For now, at least, I'm happy enough with that as an explanation. I'm going to apply Hanlon's Razor to this and assume it was just clumsy wording when the subject first came up.

So, to summarise this situation so far: a late journey that happened back on June 2nd, for which compensation was confirmed in email on June 6th, the cheque for which was supposed to turn up early July at the latest, still hasn't appeared by August 8th. Worse still, I've been told 3 times now that "the cheque is in the post" and on at least one of those occasions it appears to have been an outright fib due to the closing of some of their systems.

On top of the above, there's another contact I'm awaiting that has yet to happen. Last week, when I tweeted about the previous post, the Virgin East Coast twitter people asked me to provide them with my contact details.

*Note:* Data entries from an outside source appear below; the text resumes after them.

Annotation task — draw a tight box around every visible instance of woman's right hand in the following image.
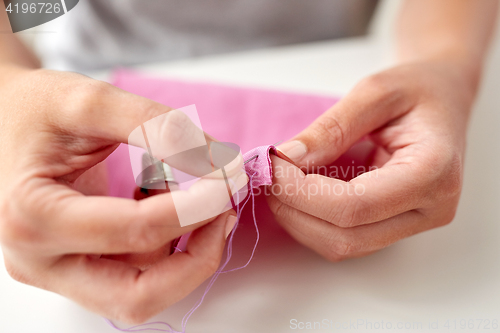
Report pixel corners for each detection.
[0,67,242,323]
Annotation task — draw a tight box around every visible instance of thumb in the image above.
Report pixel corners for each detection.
[278,74,409,167]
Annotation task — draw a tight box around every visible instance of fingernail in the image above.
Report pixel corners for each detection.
[225,215,238,239]
[278,140,307,162]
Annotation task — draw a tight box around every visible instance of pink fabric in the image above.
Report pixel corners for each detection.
[243,145,276,188]
[108,69,338,198]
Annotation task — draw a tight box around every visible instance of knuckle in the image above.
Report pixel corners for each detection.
[155,109,192,149]
[0,196,37,246]
[118,302,153,325]
[117,281,155,324]
[327,193,368,228]
[127,206,164,252]
[427,147,463,203]
[355,72,404,105]
[201,255,220,277]
[437,206,457,227]
[313,114,349,147]
[330,236,358,258]
[268,192,287,217]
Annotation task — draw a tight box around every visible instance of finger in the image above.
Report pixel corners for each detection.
[23,172,247,254]
[47,212,234,323]
[271,147,442,227]
[268,195,437,261]
[278,73,414,166]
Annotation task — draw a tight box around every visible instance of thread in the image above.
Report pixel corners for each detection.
[105,173,260,333]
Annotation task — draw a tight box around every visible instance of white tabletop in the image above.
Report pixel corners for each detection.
[0,16,500,333]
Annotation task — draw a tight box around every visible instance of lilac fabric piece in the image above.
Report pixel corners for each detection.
[243,145,276,188]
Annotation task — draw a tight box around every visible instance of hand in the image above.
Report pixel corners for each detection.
[0,67,240,323]
[268,60,475,261]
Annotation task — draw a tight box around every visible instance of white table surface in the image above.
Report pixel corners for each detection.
[0,25,500,333]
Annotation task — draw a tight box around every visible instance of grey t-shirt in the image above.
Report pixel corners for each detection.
[41,0,377,70]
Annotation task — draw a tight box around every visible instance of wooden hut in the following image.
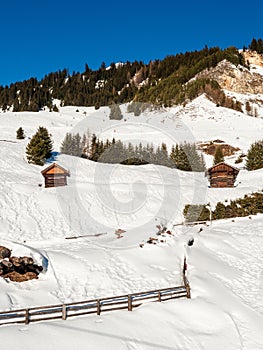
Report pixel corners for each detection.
[206,162,239,187]
[41,163,70,187]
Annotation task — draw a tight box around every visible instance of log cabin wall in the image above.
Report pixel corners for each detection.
[41,163,70,187]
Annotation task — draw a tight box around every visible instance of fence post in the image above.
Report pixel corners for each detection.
[128,294,132,311]
[185,281,191,299]
[97,299,101,315]
[62,304,67,320]
[25,309,29,324]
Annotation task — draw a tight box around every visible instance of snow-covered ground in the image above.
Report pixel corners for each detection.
[0,96,263,350]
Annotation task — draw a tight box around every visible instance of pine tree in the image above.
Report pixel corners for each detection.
[109,103,122,120]
[16,126,26,140]
[214,147,224,165]
[60,132,72,155]
[26,127,53,165]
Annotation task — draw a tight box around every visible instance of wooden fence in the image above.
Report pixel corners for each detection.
[0,284,191,325]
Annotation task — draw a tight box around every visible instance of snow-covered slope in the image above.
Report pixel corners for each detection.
[0,96,263,350]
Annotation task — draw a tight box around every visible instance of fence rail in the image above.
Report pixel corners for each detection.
[0,280,190,325]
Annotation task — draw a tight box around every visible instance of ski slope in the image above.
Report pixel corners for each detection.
[0,96,263,350]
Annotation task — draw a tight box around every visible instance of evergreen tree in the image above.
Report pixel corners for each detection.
[16,126,26,140]
[60,132,72,155]
[26,127,53,165]
[109,103,122,120]
[214,146,224,165]
[246,140,263,170]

I checked with them why they needed the details (given that they're obviously already on the system) and they said that they'd escalated it to the "Managing Director's office" and that they wanted my contact details so that office could contact me. I provided them and also pointed out that email is normally the best way to contact me -- they then asked for the best email address to contact me on and I provided that too.

Having done that I was told they'd be in touch "next week". In this case "next week" was any time last week (as of the time of writing and publishing).

Nobody got in contact last week. Nobody from a "Managing Director's Office", nobody at all from Virgin East Coast.

So, as of right now, I'm waiting on the following from Virgin East Coast, all promised by them:

  • A reply as to what's happening with the inability to log in with the Ticket Wallet application (outstanding since 2016-07-15, although really outstanding from a while before then).
  • A cheque that was supposed to have been sent via recorded delivery on 2016-08-02.
  • Some form of contact from the "Managing Director's office" that was promised on 2016-07-29 and which was supposed to have happened some time between 2016-08-01 and 2016-08-05. This contact to, in part, deal with the two contact failures above.

The unwillingness or inability to stay in contact with a customer who has problems does seem to be a persistent pattern. One that seems to go to the top.

Right, time to publish this and start sending out even more chase-up emails. I guess it gives me something to keep me busy when I'm on the train.